Posted at 7:30 AM, Jan 05, 2021
and last updated 2021-01-05 15:53:18-05

When the President of Green Lawn Cemeteries, Jim LaMar got a phone call from a hospital Sunday that another local funeral home had to turn away a family, he said he felt fortunate that they have the space. This is because, since the pandemic began, Green Lawn purchased refrigerator units that hold an additional 80 deceased.

“For us, it was foretelling that we needed to ramp up even if we didn’t use the space to purchase it,” LaMar said. “So I'm really thankful now, because we have ample space and don’t tell a family no.”

This is in addition to the units they purchased three years ago. Whereas now, doing so is difficult because hospitals, he says, need units. Meanwhile, managing partner of Mission Family Mortuary, Kenny Mount says their funeral home has not seen more deaths than usual and is not worried about running out of space, with them having 50 people they can hold at a time.

“If we were to do an embalming preparation where refrigeration is not necessary, we’d be able to hold a lot more than that,” Mount said. “But there’s what, 28 mortuaries in Kern County? That’s a lot of holding facilities.”

Green Lawn, on the other hand, has seen 50 percent increase in calls in December between their two Bakersfield locations, 20 percent at their Tehachapi location, and 40 percent with their online cremation business.

They prepared for it twelve years ago, long before the pandemic, through companion graves. To accomplish this, they bury the deceased deeper into the ground in case families want to make room for other members.

“At our southwest location, we own the land that’s freeway adjacent and the majority of the land on the west side of us too. So we have future space for, gosh, hundreds of years,” LaMar said.

LaMar explained that increased cremation requests also contribute to the amount of space still left for burials. And the pandemic, like any financial crisis, has contributed to that increase.
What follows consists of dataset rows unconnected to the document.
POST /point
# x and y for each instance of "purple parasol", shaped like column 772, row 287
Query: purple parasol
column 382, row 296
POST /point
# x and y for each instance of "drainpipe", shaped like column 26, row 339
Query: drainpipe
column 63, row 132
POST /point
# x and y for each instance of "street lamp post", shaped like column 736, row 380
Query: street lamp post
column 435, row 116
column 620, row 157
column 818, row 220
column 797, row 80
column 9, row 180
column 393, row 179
“We say that death doesn’t take a holiday, so the deaths still occur and families are needing to find ways to have service for their loved ones. Maybe they lost their jobs so they choose cremation more often,” LaMar said. “So, We make sure that every cremation family still has the option of having a funeral service.”

Green Lawn and Mission Family Mortuary are offering services during the shutdown. Both also say with the right handling, a departed loved one with COVID-19 can have a proper burial without worry of spreading the disease.